No que se refere ao poder de compra, o estudo já incorpora o reajuste do salário-mínimo vigente, que passou de R$ 1.518,00 para R$ 1.621,00 em janeiro – considerando o salário-mínimo bruto de R$ 1.621,00 e o desconto de 7,50% referente à Previdência Social, o salário-mínimo líquido foi estimado em R$ 1.499,43.
Nessas condições, o trabalhador contratado pelo mínimo comprometeu cerca de 48,75% da renda mensal apenas com esses gastos alimentares em janeiro, destinando 107,28 horas de trabalho para a compra de uma cesta. Ainda assim, o montante representa redução de 6,2 horas em relação a dezembro, devido ao reajuste da renda.

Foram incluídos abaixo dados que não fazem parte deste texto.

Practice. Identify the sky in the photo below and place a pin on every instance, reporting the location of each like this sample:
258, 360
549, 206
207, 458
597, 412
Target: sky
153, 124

Segundo Lucas Ribeiro, economista e organizador do estudo do IEMB-Acirp, a redução do comprometimento da renda e das horas necessárias de trabalho suaviza o cenário de elevação dos custos em janeiro. A variação mensal de preços foi inferior a 1 e concentrou-se em ajustes pontuais de alguns itens. “Ainda assim, o nível de dispêndio com alimentação permanece elevado, mantendo a cesta básica como um componente central do custo de vida das famílias”, afirma Ribeiro.
Pesquisar antes de comprar compensa
As análises regionais do IEMB-Acirp deste mês mostraram heterogeneidade espacial dos preços dos alimentos, com diferenças que chegam a R$ 150,42 pelo mesmo conjunto de 13 itens.

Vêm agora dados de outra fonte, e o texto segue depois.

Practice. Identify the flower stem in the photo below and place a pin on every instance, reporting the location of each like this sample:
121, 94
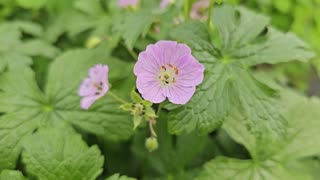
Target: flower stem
117, 98
186, 9
133, 54
210, 12
159, 109
151, 123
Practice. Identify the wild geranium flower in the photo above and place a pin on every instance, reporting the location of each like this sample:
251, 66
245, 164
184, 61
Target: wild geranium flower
165, 3
95, 86
168, 70
198, 10
128, 3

O resultado reforça a importância de fazer pesquisa de preços antes de ir às compras. A região Central, além de apresentar o maior custo médio da cesta (R$ 831,59), teve alta de 2,92% em relação a dezembro. O menor valor médio (R$ 681,17), foi registrado na zona Norte, com crescimento de 1,73% no mês.

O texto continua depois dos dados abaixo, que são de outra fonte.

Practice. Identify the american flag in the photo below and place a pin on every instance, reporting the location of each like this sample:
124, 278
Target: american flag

Nas demais áreas, o custo médio foi de R$ 693,50, na Leste (2,26%); R$ 705,32, na Oeste (3,87%) e R$ 744,59, na Sul (3,08%).
O levantamento foi feito nos dias 22 e 23 de janeiro de 2026 , com coleta de preços em 11 supermercados e hipermercados e quatro panificadoras distribuídos pelas cinco regiões do município. A pesquisa segue os critérios estabelecidos pelo Decreto-Lei nº 11.936/2024 e a Pesquisa de Orçamento Familiar (POF) 2017-2018. Para cada item da cesta, foi considerado o menor preço do produto especificado, independentemente da marca comercial.
Itens em destaque
O tomate italiano (19,01%) e a batata inglesa (9,35%) foram os que registraram maiores altas em janeiro. Na outra ponta, a banana nanica (12,63%) e o óleo de soja (13,24%) atenuaram os custos com reduções importantes. As carnes permaneceram como o principal custo do orçamento alimentar, respondendo por 47,24 do dispêndio total da cesta, seguidas por frutas e legumes (22,45%), farináceos (19,52%), laticínios (4,89%), leguminosas (3,18%), cereais (1,82%) e óleos (0,91%).